One limitation that must be overcome is that coatings contain
trapped air that can impede loading with drug loading solvents.
This limitation can be overcome using specialized vacuum and/or
pressure loading techniques during, following, and preceding
introduction of the solvent containing the therapeutic agent. One
may also replace the gas within the coating prior to the loading
process with one that has high solubility in the loading solvent
thus facilitating gas removal by diffusion processes and/or use
solvents that have high solubility with air. For example, one may
use nitrogen or C0.sub.2 gas that have higher solubilities than air
in many hydrophobic and hydrophic solvents compatible with loading
therapeutic agents.
[0085] Solvents used in the loading process must also have
appropriate viscosities and wetting properties to allow their
penetration deep into the nanoporous coating, but also appropriate
vapor pressures to enable effective elimination of solvents after
loading to ensure biocompatibility, drug stability, rewetting with
body fluids, and/or appropriate elution of the therapeutic agent.

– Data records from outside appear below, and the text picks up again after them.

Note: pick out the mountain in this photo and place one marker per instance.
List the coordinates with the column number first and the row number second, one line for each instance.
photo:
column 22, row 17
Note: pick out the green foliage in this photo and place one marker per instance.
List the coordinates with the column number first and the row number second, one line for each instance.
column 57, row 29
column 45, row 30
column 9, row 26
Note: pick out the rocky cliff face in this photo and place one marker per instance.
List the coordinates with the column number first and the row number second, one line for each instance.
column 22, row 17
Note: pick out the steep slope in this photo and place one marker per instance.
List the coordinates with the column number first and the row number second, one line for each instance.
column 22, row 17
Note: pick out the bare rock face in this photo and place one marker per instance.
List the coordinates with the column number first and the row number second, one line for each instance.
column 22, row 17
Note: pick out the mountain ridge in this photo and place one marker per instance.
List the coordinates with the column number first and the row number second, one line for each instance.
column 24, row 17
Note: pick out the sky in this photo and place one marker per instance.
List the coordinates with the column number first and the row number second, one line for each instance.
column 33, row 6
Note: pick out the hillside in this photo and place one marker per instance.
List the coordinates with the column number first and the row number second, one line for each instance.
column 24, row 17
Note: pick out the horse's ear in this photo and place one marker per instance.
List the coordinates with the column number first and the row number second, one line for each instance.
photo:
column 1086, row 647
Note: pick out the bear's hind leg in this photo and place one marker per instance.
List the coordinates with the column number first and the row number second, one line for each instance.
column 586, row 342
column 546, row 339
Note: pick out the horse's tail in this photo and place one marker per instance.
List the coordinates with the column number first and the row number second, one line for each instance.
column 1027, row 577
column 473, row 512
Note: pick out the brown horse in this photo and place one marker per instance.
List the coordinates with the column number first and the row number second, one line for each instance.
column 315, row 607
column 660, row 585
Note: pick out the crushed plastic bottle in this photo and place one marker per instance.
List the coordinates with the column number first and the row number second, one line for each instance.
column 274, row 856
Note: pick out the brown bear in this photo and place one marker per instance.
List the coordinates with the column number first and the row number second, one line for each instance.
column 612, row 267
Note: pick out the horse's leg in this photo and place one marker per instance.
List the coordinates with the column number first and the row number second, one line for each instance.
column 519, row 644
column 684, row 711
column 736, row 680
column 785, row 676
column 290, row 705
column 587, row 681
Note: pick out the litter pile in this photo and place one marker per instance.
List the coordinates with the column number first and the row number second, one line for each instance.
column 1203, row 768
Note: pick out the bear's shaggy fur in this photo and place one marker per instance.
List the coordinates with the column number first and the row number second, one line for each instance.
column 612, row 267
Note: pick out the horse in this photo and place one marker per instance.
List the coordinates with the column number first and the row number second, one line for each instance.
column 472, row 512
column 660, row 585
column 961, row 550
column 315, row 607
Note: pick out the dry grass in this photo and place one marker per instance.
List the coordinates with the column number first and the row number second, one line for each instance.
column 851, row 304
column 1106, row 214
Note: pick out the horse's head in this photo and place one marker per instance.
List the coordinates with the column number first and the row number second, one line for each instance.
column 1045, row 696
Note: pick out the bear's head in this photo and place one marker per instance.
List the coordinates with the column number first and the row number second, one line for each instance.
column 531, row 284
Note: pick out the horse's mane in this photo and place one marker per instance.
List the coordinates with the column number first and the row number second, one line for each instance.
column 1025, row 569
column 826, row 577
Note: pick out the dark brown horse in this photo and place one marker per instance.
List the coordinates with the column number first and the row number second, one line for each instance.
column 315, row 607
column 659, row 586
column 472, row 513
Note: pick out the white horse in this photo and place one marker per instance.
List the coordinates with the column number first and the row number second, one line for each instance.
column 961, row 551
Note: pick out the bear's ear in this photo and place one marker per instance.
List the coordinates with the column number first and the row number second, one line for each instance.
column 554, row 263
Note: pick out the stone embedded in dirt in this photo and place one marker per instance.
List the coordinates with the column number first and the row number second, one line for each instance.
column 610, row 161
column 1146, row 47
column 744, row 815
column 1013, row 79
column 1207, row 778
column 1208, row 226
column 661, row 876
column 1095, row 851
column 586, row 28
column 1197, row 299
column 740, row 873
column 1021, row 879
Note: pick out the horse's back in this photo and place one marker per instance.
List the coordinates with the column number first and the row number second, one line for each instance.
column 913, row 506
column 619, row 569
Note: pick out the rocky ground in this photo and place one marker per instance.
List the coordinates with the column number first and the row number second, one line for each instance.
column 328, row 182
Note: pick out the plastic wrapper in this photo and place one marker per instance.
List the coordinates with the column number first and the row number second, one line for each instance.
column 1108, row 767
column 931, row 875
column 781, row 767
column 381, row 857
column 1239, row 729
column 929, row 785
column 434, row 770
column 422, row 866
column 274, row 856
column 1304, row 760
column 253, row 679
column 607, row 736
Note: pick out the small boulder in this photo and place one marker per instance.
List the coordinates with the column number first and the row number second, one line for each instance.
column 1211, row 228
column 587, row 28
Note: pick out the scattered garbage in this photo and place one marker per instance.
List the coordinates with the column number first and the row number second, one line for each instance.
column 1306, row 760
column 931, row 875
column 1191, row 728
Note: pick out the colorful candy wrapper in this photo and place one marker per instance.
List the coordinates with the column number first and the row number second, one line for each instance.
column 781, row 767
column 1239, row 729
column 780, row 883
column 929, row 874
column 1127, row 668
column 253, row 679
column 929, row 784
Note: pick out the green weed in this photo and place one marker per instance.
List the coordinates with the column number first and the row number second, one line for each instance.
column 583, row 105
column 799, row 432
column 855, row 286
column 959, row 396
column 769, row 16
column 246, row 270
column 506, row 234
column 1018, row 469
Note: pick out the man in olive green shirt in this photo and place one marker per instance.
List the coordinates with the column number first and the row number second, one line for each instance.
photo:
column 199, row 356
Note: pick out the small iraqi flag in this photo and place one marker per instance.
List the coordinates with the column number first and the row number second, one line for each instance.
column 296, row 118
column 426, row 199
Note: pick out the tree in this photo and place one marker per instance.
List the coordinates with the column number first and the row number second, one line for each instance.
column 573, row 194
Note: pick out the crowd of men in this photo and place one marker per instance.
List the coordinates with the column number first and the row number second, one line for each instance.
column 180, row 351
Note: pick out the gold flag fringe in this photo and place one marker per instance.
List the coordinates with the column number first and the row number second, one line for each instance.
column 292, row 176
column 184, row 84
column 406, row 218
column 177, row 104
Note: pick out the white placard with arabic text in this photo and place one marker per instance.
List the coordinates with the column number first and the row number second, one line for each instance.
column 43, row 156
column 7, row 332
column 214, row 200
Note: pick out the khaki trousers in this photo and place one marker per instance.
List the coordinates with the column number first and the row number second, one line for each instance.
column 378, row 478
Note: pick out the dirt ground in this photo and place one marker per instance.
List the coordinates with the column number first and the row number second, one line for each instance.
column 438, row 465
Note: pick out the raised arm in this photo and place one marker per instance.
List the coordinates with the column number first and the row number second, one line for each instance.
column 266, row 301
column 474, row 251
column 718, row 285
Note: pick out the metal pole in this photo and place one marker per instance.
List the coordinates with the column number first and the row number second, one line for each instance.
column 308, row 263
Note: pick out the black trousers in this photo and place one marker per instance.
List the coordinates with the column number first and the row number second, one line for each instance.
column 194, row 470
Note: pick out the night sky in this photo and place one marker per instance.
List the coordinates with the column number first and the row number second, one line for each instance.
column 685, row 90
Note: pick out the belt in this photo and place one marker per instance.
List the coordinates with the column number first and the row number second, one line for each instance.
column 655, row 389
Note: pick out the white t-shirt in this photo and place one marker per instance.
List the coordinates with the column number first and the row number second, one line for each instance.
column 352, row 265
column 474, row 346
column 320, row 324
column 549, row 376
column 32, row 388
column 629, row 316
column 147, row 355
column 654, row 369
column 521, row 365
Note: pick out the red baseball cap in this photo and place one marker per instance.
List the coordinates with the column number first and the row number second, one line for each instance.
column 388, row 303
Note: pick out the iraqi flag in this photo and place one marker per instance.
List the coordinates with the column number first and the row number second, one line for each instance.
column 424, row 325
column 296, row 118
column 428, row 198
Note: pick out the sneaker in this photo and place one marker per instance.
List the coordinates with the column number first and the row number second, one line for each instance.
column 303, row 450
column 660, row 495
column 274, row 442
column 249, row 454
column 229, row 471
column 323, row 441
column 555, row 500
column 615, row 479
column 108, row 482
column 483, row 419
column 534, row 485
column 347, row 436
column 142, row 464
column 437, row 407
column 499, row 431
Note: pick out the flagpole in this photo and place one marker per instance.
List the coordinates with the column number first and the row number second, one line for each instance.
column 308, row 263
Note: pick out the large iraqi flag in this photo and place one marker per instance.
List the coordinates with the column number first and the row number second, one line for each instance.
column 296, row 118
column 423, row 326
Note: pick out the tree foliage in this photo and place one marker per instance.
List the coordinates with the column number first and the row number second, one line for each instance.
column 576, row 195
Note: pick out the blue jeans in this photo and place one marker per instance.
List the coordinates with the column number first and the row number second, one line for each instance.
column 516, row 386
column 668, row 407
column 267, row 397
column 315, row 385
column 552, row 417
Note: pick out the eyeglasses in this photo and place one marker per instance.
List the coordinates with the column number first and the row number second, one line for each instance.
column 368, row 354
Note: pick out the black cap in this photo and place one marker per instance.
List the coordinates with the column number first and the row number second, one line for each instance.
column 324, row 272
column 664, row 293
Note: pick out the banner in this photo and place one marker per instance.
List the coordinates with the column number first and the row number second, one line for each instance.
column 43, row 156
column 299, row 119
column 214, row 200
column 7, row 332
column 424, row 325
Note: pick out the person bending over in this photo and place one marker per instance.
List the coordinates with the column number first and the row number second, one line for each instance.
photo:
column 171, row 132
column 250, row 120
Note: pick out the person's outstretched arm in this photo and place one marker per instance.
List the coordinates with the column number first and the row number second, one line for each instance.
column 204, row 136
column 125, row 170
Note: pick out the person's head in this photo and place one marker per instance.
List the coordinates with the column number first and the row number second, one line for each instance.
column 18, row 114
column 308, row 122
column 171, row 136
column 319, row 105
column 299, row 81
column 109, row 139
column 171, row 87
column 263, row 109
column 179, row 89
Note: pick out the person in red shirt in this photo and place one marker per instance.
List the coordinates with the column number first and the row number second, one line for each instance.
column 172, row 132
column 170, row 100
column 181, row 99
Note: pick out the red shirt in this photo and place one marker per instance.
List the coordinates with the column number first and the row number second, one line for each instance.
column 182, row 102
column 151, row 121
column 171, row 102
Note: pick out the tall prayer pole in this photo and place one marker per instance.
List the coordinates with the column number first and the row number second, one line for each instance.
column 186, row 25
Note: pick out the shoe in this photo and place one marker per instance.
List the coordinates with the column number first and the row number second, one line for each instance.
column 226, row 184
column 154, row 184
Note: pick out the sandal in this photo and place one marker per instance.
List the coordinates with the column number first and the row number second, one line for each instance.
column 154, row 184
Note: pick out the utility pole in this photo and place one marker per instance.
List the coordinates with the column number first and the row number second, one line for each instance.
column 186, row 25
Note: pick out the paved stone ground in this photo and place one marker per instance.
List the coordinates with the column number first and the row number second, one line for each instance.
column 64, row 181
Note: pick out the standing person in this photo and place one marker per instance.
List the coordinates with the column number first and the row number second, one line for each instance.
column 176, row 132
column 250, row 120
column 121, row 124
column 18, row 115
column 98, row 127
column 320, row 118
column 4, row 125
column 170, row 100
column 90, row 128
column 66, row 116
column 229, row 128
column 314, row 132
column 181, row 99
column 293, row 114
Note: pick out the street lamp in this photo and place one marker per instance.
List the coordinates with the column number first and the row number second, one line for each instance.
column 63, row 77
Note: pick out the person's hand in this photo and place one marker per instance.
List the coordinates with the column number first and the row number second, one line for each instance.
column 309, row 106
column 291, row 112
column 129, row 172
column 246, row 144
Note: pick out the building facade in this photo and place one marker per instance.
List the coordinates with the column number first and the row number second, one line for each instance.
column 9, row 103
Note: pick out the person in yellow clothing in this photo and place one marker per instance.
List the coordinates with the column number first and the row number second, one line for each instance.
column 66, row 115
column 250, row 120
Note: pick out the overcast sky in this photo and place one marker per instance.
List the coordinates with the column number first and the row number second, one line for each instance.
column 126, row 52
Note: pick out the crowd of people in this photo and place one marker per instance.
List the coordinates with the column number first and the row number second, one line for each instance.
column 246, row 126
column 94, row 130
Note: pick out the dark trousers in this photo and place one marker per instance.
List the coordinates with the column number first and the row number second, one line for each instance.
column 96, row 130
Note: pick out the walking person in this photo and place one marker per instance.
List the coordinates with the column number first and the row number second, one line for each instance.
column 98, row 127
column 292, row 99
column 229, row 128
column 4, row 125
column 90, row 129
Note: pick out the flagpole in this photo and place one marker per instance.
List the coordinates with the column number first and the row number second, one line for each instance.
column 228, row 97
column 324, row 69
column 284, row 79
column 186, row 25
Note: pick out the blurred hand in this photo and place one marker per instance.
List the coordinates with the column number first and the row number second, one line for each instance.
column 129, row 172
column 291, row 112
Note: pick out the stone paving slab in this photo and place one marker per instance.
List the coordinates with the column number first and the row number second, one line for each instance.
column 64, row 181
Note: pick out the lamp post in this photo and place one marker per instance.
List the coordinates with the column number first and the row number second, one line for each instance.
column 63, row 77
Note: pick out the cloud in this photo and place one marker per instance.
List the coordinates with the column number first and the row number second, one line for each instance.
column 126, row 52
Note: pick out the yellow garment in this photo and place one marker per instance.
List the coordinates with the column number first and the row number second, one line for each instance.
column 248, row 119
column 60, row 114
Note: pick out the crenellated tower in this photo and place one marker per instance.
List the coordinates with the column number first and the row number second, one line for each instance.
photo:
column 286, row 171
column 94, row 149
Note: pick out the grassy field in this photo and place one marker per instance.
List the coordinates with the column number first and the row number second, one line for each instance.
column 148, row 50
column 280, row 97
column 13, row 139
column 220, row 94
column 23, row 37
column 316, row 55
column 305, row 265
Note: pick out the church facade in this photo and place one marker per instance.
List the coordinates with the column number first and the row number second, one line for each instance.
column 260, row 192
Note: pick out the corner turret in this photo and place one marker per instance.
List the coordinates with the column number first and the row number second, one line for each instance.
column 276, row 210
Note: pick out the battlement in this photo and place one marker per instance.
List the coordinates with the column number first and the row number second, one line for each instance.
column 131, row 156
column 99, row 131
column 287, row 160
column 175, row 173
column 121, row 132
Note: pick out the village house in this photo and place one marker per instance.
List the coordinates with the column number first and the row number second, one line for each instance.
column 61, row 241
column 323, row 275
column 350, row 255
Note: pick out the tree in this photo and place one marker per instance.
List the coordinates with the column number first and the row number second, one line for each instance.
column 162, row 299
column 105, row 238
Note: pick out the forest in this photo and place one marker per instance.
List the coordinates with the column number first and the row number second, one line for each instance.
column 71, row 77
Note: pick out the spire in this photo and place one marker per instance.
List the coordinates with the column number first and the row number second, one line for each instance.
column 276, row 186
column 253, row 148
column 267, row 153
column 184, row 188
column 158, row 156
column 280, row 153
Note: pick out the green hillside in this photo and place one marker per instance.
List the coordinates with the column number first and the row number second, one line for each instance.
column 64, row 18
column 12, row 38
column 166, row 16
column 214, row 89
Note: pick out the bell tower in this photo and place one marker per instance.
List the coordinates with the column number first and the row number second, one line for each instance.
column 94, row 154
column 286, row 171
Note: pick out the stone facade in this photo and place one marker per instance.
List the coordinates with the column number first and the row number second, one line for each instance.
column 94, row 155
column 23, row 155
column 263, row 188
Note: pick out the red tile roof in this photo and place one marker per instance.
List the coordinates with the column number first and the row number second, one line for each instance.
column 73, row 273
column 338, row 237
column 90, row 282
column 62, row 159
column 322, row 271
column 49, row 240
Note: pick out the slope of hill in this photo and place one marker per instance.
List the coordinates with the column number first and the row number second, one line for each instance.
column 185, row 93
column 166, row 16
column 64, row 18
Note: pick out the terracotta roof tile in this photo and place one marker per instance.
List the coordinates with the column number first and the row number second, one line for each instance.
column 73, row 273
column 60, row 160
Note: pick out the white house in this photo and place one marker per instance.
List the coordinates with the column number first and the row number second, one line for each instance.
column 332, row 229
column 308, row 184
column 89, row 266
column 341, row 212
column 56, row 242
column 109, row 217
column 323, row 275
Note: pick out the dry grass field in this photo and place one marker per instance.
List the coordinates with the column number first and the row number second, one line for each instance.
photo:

Several unique methods have been identified that overcome these
limitations.
[0086] One method is to simply dip the coated biomedical device
into the solvent containing the therapeutic agent but using
solvents with appropriate solubility properties, vapor pressures,
viscosity, and wetting properties to achieve appropriate loading of
the coating. One embodiment would be to use ethanol for loading
rapamycin or rapamycin analog. Another embodiment is to use graded
concentrations of ethanol, other solvents, or co-solvents that have
different solubility properties for the therapeutic agent to
provide a wide range of concentrations for loading. Following
loading, the biomedical device can then be subjected to controlled
washes or other specialized processing steps (see below) and
subsequently air dried or dried under controlled vacuum for storage
prior to subsequent manufacturing processes including
sterilization, and packaging. This method is most applicable to
thin coatings (e.g. <1 micron) but may also be used for
depositing therapeutic agents selectively on and within the upper
layers of thicker coatings (>1 micron).
[0087] Another method that may be desirable for loading thicker
coatings includes performing loadings under controlled vacuum
(subatmospheric) pressures. This includes use of both constant
vacuum and with stepped or ramped changes. In some embodiments of
vacuum loading, it is beneficial to optimize vacuum pressures
relative to solvent vapor pressures. For example, one can load
rapamycin in ethanol, acetone, methanol, benzyl alcohol, DMSO or
other solvent with high rapamycin solubility under vacuum pressures
that just exceed the vapor pressure of the solvent in question.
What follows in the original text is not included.